不出多时,沈墨浓已经驾马来到北军驻扎处。而顾天瑜穿着普通将士的衣服,并非如沈墨浓所想那般混迹在南军队伍后,而是带着一小对人马往南北两方中间的一座山上去了。
其身侧一男子与之形影不离,他简单束发,黑袍上描着银边,质地不菲而又低调。他有着一张十分普通的面容,只有那一双眸子,似是隐藏了万丈光芒般。
顾天瑜望着戴着面具的公子玉箫,这人皮面具做工精细,除了欧阳少衡外,她实在想不出还有谁,能够做出这等精细面具。
而两只小可爱昨日夜里突然吠叫,众将士都以为它们是闹情绪了,只有顾天瑜知道,它们是感觉到了昔日主人的存在。
欧阳少衡于昨夜抵达军营,只是,他不愿意让她看到,她也只当不知罢了。
来到山头,顾天瑜透过千里眼,看到北戎正气势汹汹的御马朝南方奔去。她望着那一匹匹黑马,喃喃道:“当真是极品,只可惜,给这些腌渍骑,当真浪费!”
公子玉箫站在一边悠悠道:“浪费?在朕看来,他们是最适合,也是唯一有资格拥有汗血宝马的人,因为只有他们,能够将马驾驭的如此好。”
顾天瑜有些诧异的望着公子玉箫,似是没有想到他竟然会如此“看事实说话”,她摆摆手,将千里眼递到他面前,淡淡道:“畜生就是畜生,它不会认你是谁,是哪个民族,你若对它好,它定对你好。而这些人,只不过将它们当做是战场上杀敌的完美武器罢了。它们眼睁睁望着自己的同胞死去,也是会心痛的。”

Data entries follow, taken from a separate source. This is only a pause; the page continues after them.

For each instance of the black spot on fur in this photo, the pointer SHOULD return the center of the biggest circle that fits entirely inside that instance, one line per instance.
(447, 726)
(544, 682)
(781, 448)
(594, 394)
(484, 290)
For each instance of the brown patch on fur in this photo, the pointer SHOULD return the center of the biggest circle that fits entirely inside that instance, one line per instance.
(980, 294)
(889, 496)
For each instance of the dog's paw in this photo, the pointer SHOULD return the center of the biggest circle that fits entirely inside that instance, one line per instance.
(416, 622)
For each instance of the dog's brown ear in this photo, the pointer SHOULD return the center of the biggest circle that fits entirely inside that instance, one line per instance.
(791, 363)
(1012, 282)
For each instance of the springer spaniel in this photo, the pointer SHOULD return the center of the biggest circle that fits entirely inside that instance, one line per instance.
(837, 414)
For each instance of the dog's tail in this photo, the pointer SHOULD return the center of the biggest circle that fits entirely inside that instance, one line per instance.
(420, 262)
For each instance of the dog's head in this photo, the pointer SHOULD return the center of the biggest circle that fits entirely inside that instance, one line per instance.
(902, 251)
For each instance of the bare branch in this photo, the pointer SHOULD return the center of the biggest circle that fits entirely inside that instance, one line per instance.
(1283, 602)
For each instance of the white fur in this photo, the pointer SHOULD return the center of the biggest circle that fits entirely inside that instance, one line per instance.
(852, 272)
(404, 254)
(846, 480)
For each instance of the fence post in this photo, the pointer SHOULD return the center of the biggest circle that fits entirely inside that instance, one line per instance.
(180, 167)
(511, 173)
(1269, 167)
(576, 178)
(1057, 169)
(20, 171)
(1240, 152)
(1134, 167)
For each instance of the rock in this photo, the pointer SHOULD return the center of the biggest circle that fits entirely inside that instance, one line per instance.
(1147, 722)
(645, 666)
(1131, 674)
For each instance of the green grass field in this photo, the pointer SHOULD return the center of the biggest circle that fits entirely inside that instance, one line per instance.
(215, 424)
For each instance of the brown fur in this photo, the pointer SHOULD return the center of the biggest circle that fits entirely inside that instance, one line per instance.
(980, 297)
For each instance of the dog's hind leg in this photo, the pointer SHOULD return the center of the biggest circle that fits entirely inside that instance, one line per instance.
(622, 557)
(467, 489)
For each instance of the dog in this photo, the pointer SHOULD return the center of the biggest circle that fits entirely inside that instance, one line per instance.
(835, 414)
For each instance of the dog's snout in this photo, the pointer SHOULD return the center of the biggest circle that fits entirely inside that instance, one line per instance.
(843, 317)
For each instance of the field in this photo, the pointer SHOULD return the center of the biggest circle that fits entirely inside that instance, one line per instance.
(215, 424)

公子玉箫敛眉,似笑非笑的望着顾天瑜道:“可是,这些就是它们的价值所在,不是么?”
顾天瑜微微一愣,想起现代与古代的不同,不由好笑的摇摇头道:“倒是我犯傻了。”说罢,她转身,示意将士将琴放置好,脸上换上了严肃的表情,喃喃道:“但,动物都是有感情的。在战场上,对付这些善于骑射的人,最好的办法不是对付人,而是对付马。”
公子玉箫知道她定有妙计,见她准备抚琴,不由狐疑道:“你不是想谈思乡曲给马儿听吧?”
思乡曲,最容易勾起将士们的思乡之情,只是,这里距离姜国地境很近,而距离京城甚远,北戎本就四处为家,所以,若真弹奏思乡曲,反倒是己方会受影响。
顾天瑜不高兴的嘟囔嘟囔唇,不满道:“我看起来这么笨?”说罢,她已经拨弄了第一根琴弦。
很古怪的调子,公子玉箫甚至怀疑自己听错了。顾天瑜浅笑,眸光中满是促黠,“知道吗?汗血宝马的祖先,名为阿哈马。阿哈马比之汗血宝马,不知道要优秀多少倍,它们才是天下第一马,咯咯咯~只可惜,在这里是见不到喽。”
话音刚落,她已经垂眸螓首,开始认真抚曲。
与所有曲调不同,这首曲子根本不能称之为琴曲,断断续续,抑扬顿挫,别提舒心了,反而让人觉得如魔音穿耳,后面那些将士们各个捂住耳朵作痛苦状。
公子玉箫揉着额头,虽说曲子难听,但他依然努力的去听。他可不相信顾天瑜是在玩大家,要知道,这种曲子,玩命还差不多。
那举着千里眼艰苦探查的士兵,突然低低“啊”了一声,不可置信道:“那些马儿......不受控制了。